As the pass is being made, Javier Mascherano is already sprinting to close it down, so by the time it got to Steve Birnbaum, it had become a 50-50 ball. Birnbaum shies away, thinking Mascherano is going to go for it. The ball rolls past both of them and Messi is there to pick it up. Messi takes it forward and then reverses the ball into the center for a wide-open Higuain. 4-0.

The outcome of the game was decided when the two teams were drawn against each other. If they repeated this match 100 times, Argentina is likely to win 99 of them. But that’s no excuse to not have a plan coming into it. It’s not negativity to suggest that the United States was the underdog, that’s just reality. Most teams are underdogs against Argentina. The trick is to try to succeed within that limitation.

If the intention is to take the game to them, which many fans, members of the national team and the first few minutes before and after the first goal seemed to suggest, then it has to be done wholeheartedly. You press them as a team, like Chile did. You cut off passing lines, foul to stop attacks and make the game as uncomfortable for them as possible. You may still lose, the game is cruel that way, but it’s a much better route to success.

On the other hand, there is also no shame in playing within your means. With the facts being that Argentina is the better team, and is in possession of the best player in the world, a more conservative approach is not just intelligent but blindly obvious. Concede possession, because they will have it anyways, and try to get a goal on the counter. Trap and surprise. This takes discipline and patience, but most of all, an acceptance of your ability in relation to your opponent’s. Playing to Argentina’s strengths is not courageous, it’s stupid.

But the folly of pride meant that the United States was caught in that no-man’s land. They wanted to press Argentina and to go “toe-to-toe” with the world’s best team, but crumbled after the first few failures. They wanted to deny Messi time on the ball, but instead gave him eternity after he wriggled out of the initial traps.

But they also refused to sit back. They invited the Argentines into dangerous spaces in the attacking third. They constantly lost sight of Messi and the other forwards, while hoping to be saved by the linesman, a mishit ball or a last-ditch tackle.

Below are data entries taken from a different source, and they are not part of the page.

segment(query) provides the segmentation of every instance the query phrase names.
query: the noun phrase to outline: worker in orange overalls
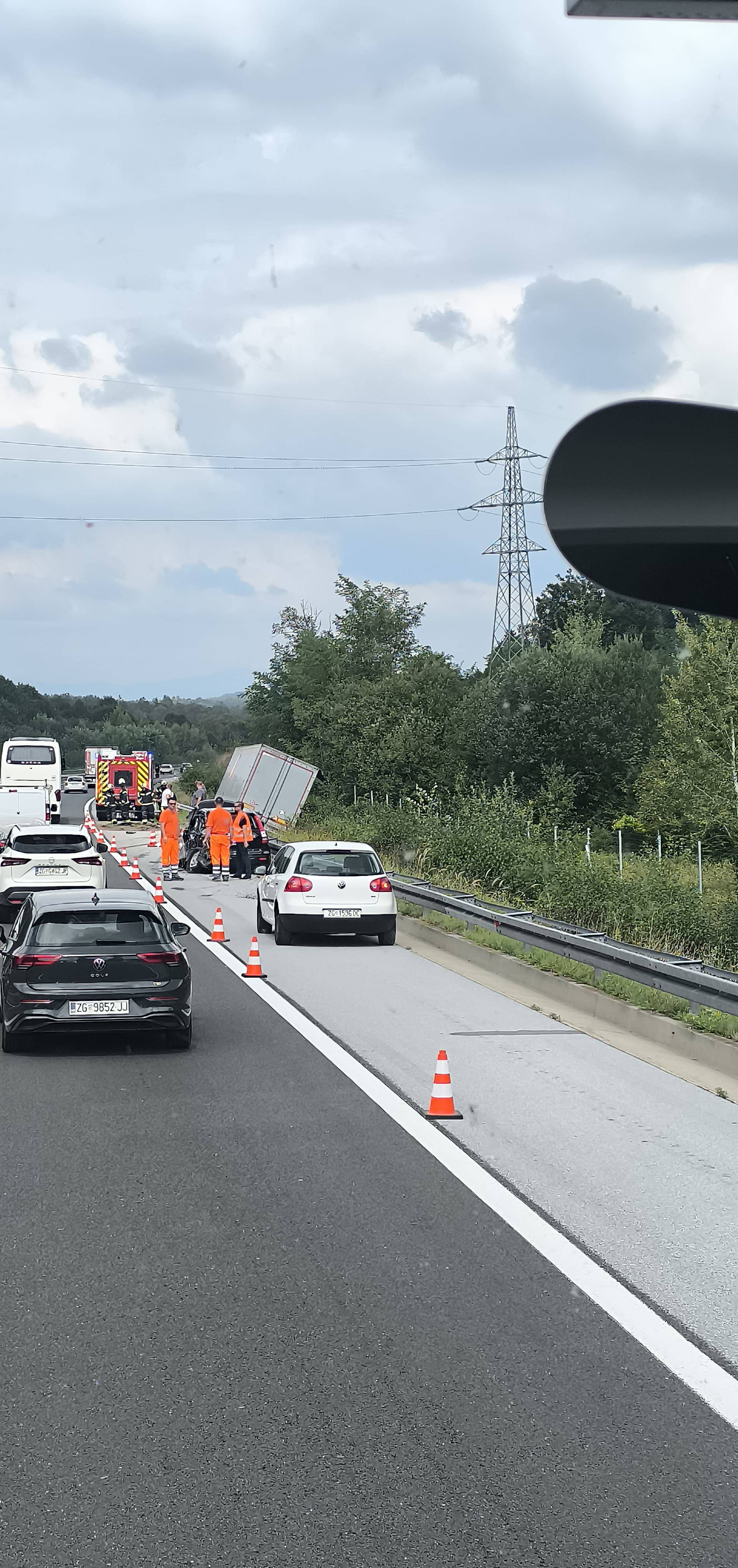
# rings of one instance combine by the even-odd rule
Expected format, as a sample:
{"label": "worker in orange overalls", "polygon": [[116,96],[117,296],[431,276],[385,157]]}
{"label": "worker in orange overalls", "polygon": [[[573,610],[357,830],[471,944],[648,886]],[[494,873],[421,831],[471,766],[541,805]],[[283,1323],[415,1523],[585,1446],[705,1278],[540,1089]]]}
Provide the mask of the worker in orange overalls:
{"label": "worker in orange overalls", "polygon": [[179,873],[179,811],[174,795],[165,806],[158,826],[161,829],[161,878],[163,881],[182,881]]}
{"label": "worker in orange overalls", "polygon": [[227,881],[230,875],[230,839],[233,837],[233,818],[222,804],[222,795],[215,797],[215,806],[205,817],[205,839],[210,840],[210,864],[213,881]]}
{"label": "worker in orange overalls", "polygon": [[233,848],[235,848],[235,875],[241,881],[251,881],[251,856],[249,844],[254,837],[254,829],[251,826],[251,817],[248,811],[243,809],[243,800],[238,806],[233,806]]}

Anxiety defeated idealism. Argentina was able to see the game out without being bothered too much. The results were: no shots on goal, countless turnovers — Kyle Beckerman and Bradley especially — in the middle of the field, errors from every member of the team and a lasting stench of fear and shame from a disjointed performance.

There was little chance of winning the game, but that’s no excuse to go into it blind. Bedoya seemed to have an inclination of what to do. And while it is much harder in execution, having that foundational purpose, based on your ability and means, and following it even after the first few disappointments is how you succeed at anything. Not by being “American,” whatever that vague term suggests, or by substituting tactics with purposeless effort.

That’s how you’re left running around aimlessly as the goals continue to come. It’s how you lose a game without Argentina even getting out of first gear. And it’s much more embarrassing to lose this way than because Argentina were simply better.